Nevertheless, despite the dip in sanitiser demand and subsequent slowdown in sales, Zoono has continued working hard to expand across the globe, with important distribution deals signed in France, China, India, and Russia over the June 2021 quarter.

From China alone, Zoono said it has at least NZ$10 million (A$9.46 million) in contracted sales over the next 18 months from these distribution deals.

In France, Zoono said it has started selling to some French multinational customers, including the likes of Atalian, Keolis and Cleanysafe.

This is not to mention the “considerable time” Zoono has spent building its animal health segment, according to the company.

Future confidence

In light of this, Zoono management said the company is expecting its operating cash flow to improve in coming months.
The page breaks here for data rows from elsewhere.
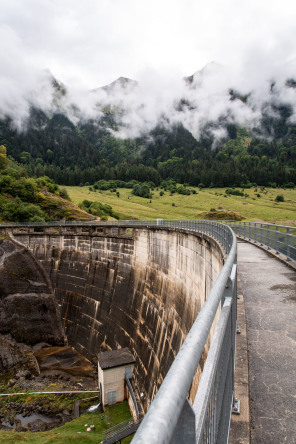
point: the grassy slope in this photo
(191, 207)
(74, 431)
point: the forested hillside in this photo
(23, 199)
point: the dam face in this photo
(140, 288)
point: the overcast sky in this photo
(93, 42)
(90, 43)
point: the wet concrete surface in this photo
(269, 288)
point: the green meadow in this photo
(74, 431)
(257, 204)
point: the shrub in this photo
(64, 194)
(234, 192)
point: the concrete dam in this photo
(136, 287)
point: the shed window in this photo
(111, 398)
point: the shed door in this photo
(128, 372)
(111, 398)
It assured investors a capital raise isn’t on the cards at this point in time given the company is profitable and generated net positive cashflow of $1.6 million for the 2021 financial year.

More than this, Zoono said it has “large revenue streams” on the horizon, with operating cashflow for the September 2021 quarter already positive so far.

Still, Zoono’s confidence was not enough to deter a sell-off on the ASX today, with shares in the company closing 15.92 per cent lower at 66 cents each. The company has a $109 million market cap.